Deixo para trás a cidade, um animal de cimento e pressa,
que rosna trânsito e cospe multidões confusas.
Os semáforos piscam ritmos nervosos,
e as caras são um fluxo borrado de ausência.
O ar, espesso de buzinas e alcatrão quente,
gruda-me à pele como uma segunda pele, suja.
Pressiono o travão, escolho "D" de Partida.
Um ligeiro solavanco, o carro agarra-se à estrada.
O volante, frio ao toque, torna-se meu,
um osso que me liga ao asfalto.
E dentro desta cápsula de vidro, começo a meditar.
A mágoa é uma passageira silenciosa no lugar ao lado.

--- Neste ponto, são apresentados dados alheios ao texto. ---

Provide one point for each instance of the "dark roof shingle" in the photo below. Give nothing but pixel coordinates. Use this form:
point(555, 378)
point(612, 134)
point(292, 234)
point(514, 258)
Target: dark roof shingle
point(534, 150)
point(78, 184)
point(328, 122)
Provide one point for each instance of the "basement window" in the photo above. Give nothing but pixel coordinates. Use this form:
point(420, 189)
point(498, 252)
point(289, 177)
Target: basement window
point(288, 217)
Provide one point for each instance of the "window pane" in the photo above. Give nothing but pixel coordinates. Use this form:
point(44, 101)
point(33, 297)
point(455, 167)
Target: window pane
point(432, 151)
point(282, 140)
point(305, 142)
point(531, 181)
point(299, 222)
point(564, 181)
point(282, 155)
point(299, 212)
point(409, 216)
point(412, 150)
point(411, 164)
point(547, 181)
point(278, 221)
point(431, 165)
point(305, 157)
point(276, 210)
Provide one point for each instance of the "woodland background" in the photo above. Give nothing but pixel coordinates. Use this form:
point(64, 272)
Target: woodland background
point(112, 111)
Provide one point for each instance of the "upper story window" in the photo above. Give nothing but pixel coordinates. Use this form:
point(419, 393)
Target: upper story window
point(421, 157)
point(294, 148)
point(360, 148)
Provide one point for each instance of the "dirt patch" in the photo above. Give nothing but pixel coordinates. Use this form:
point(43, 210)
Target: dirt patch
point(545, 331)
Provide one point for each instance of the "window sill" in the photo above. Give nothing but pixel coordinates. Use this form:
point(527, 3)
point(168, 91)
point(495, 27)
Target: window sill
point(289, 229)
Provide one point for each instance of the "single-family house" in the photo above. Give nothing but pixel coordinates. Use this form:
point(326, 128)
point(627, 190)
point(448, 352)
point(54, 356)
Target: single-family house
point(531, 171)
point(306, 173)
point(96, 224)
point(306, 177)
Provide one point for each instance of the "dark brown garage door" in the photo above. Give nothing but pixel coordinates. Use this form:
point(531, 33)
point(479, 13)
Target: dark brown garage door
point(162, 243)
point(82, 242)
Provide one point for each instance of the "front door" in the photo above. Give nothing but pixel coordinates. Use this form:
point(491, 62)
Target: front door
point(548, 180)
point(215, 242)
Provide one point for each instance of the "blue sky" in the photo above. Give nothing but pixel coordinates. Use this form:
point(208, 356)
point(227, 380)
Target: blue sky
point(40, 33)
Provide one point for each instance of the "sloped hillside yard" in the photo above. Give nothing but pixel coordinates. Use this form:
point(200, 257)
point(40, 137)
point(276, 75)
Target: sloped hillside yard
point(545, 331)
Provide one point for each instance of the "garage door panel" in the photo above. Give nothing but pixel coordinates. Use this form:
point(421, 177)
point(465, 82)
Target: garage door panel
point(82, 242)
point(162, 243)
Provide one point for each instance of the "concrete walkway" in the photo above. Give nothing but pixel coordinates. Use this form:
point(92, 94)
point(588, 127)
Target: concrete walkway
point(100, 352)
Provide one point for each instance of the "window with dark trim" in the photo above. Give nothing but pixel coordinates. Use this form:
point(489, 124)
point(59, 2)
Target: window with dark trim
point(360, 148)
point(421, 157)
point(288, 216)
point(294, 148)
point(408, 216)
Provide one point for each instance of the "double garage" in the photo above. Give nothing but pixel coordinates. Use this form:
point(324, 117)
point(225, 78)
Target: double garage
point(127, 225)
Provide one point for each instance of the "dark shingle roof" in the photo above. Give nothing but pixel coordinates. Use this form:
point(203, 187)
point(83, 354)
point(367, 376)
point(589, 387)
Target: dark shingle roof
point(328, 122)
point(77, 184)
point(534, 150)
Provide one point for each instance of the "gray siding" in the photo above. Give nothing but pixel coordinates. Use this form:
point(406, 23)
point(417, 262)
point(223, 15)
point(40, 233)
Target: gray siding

Não olho para ela. Sinto o seu peso, sim,
um volume de ar que cheira a despedidas e a café frio.
Os meus olhos fitam a linha branca, um fio contínuo de salvação.
A cidade, no espelho, encolhe, transforma-se numa mancha de ruído.
Aqui, o único som é o zumbido do pneu no alcatrão,
um mantra baixo e constante que afoga o mundo.
Hesito no pedal. Um segundo de pânico:
e se eu travar? E se voltar para aquele turbilhão?
O coração, esse relógio desregulado, acelera.
O corpo quer enrijecer, travar-me o movimento.
A mente é o pássaro, ainda, a bater contra os vidros,
mas já não por medo—por ânsia de espaço, de horizonte.
E respiro.
Neste espaço que roubei à cidade apressada,
encontro um silêncio que é só meu.
É nele, com as mãos firmes no leme da minha vida,
que aprendo a sossegar o animal assustado que trago dentro de mim.
E assim rolo,
nem em fuga, nem em busca,
mas no lugar exacto onde a vida acontece:
entre as memórias e os sonhos,
entre o agora e o futuro.
A estrada é o meu caminho de volta. E eu, finalmente, a conduzir.